Bright red on the outside, black interior, and white inside the bonnet
and boot for maximum visibility in the dark.
Then back home and just before swapping everything over, I thought I
should treat the underside to a Waxoyl finish.
I’d only just started spraying when I started feeling high: luckily, Val was at home so I went and found
her and asked her to keep an eye on me in case I did some drug-crazed
damage. Not having taken any drugs
before in my life (apart from alcohol… oh, and nicotine, but I gave up smoking
when I was 14) I wasn’t sure what might happen next. I survived intact.
After
that, it was a case of swapping everything over. Over the previous couple of
years, I’d got to know Gordon Birtwistle. Gordon was – and still is, well over a decade
after he could have retired – the ‘go-to’ man for rally car suspensions. We must have hit it off alright because
Gordon seemed quite happy to come over frequently to make sure everything was ok. He had a great approach to his job – he would
always say “Your brain can only cope with so much at once. If half of its energy is spent on keeping the
damn car on the road, then there’s only the other half left to sort out all the
important stuff – like “where’s the
road going next?” and "can I push it just a little
bit more?" So for goodness sake, get the
car handling right. If you’re doing 70
mph on the motorway you should be able to take your hands off the steering
wheel and let it carry on in a straight line”.
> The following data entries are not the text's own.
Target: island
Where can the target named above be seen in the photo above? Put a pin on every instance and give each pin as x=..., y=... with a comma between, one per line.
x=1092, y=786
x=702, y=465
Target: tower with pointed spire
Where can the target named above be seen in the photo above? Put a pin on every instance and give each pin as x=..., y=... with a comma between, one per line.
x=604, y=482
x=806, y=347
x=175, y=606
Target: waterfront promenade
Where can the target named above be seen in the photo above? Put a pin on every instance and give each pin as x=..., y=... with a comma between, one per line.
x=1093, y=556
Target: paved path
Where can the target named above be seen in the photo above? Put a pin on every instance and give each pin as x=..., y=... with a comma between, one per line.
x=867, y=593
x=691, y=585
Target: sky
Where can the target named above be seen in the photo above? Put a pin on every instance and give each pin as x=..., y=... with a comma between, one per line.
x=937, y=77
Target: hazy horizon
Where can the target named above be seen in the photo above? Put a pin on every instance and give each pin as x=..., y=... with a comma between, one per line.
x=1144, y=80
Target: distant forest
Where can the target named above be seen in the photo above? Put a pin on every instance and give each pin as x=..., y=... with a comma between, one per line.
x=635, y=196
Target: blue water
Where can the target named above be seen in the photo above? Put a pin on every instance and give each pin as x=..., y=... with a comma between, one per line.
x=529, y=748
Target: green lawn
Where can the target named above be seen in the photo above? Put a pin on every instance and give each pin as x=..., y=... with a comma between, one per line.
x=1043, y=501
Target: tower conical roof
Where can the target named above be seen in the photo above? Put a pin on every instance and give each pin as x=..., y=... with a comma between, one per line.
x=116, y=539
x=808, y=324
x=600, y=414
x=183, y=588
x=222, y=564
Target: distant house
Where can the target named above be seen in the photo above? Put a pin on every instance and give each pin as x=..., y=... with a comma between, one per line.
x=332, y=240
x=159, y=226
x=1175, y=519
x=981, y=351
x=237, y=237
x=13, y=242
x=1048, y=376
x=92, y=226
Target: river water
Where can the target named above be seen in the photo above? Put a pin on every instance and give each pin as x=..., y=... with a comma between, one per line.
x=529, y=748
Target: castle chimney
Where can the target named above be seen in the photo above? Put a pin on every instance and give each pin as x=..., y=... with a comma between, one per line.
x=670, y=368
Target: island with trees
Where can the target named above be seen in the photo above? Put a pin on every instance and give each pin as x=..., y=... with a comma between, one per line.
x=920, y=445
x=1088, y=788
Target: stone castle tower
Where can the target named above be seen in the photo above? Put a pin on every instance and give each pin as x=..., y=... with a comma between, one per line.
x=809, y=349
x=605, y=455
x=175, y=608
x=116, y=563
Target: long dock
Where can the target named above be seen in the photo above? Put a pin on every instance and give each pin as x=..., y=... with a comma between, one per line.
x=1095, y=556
Gordon had seen cars that needed 80% of brain power just to keep them on
the straight and narrow.
That
reminds me of something I forgot to mention earlier. I bought the car from Ian Parrington in late
81 or early 82, won at least two rallies and scored a reasonable number of
points in the MN championship, mainly in the first nine months of 1983. Between the Bolton Midnight and Mull, I took
it up to Copy Nook Garage, the garage at Bolton-by-Bowland that Ian and his
father ran. We decided we should
completely remove the front suspension and check everything over. Gordon was there when we were doing it. “Hang on a moment chaps,” he said, “Let’s
take another look at those Bilstein struts…”
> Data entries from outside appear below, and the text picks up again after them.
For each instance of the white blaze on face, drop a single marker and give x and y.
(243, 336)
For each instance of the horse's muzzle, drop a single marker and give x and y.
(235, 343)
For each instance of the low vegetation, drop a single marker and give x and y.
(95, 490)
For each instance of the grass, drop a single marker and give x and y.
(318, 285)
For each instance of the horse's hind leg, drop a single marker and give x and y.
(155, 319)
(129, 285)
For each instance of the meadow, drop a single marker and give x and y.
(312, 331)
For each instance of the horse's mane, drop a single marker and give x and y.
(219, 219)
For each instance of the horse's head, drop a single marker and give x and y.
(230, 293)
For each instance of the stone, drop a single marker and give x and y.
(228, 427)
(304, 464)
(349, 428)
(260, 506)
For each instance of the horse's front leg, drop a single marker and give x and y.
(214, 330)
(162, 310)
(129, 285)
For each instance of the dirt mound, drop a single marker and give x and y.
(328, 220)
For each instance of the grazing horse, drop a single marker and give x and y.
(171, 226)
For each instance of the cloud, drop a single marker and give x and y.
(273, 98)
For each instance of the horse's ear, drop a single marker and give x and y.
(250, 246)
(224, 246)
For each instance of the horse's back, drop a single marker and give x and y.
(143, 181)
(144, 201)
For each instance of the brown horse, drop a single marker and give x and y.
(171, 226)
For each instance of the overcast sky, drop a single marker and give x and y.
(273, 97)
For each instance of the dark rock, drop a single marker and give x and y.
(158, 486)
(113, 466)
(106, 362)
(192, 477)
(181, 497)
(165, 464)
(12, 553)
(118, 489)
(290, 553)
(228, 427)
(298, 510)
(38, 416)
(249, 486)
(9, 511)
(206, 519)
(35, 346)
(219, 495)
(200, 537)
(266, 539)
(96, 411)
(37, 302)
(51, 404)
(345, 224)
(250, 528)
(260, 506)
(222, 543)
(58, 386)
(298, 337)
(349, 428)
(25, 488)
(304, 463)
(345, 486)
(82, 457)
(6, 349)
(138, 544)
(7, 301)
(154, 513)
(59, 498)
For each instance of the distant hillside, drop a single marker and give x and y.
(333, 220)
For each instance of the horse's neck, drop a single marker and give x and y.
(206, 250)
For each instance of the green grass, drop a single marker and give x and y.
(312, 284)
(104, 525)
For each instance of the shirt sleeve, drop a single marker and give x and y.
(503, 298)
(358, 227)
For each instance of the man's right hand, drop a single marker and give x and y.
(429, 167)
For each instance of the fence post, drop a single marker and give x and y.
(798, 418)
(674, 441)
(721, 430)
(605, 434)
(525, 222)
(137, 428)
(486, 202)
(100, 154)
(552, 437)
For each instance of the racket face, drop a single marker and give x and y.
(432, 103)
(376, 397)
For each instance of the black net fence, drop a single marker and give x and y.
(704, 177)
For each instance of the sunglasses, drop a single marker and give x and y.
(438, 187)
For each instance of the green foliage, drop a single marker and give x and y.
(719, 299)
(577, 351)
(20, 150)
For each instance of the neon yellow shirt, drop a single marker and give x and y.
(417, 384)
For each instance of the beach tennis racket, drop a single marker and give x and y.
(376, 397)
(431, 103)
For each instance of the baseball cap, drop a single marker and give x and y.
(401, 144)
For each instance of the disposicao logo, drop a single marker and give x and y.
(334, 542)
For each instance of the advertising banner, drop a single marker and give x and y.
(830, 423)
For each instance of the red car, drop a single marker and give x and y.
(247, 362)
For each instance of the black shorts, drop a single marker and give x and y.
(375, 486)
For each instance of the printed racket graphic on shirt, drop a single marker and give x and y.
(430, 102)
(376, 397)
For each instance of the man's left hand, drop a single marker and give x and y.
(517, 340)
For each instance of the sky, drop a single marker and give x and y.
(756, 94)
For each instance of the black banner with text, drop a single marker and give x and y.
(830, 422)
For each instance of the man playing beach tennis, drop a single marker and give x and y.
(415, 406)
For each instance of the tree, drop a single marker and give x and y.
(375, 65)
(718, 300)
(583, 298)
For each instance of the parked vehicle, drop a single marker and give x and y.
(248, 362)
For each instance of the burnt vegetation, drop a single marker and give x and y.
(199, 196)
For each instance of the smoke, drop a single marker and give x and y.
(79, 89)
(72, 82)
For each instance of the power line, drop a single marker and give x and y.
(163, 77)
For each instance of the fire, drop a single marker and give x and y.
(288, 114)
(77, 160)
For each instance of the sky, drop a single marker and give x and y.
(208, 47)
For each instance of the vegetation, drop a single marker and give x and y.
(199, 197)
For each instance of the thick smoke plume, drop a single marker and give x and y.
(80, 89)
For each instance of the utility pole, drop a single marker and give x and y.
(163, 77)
And then he laughed, one of those long, deep, from-the-belly
laughs. “How long have you been running
this set-up?” he asked. “All the time I’ve had the car,” I replied, “Why?” “Well,” said Gordon, “You’ve got a tarmac spec
strut on one side… and a forest strut on the other!” I would never make a test driver!! (We had tarmac struts on both sides after
that.)
Back
to the re-shell project… I think everything swapped over without too much
trouble. I didn’t save as much weight as
I could have done – I kept the steel doors and proper glass (although bonnet
and boot were fibreglass), and I even managed to find a buyer for the old
shell. By February or so, the car was
finished.
It
looked mint. And it drove really well
too. I couldn’t wait to get back out
into the lanes with it.
But
John couldn’t commit to another season’s rallying. He was getting more responsibility at work, and had committed to do the Astra Challenge with John Morton, so didn’t feel like he could commit to the time required to be really
competitive.
Mike
Kidd was on the look out for a handy partnership, and we’d chatted a few times,
so although he lived near Cambridge, we felt we got on together well enough to
make a good team. So in March we did our
first event together, if not the first then one of the first MN rounds of ’84 –
the Agbo. Mike was, of course, not
John. The biggest difference was he was never quiet. If the road was straight for one mile then
Mike would keep on saying, for the whole mile, “It’s straight, it’s straight,
dead straight, straight, dead straight…”
And he knew the Welsh roads pretty well.
In fact very well. So well in
fact that just after the petrol halt we came on to a straight and Mike said “There
are two crests which are flat, then immediately after the third crest the road
goes square left.” The first crest
appeared and Mike shouted “Keep it flat, it’s straight!” Over we went, and kept
going to the second crest, and again “Keep it flat, this one’s straight too!”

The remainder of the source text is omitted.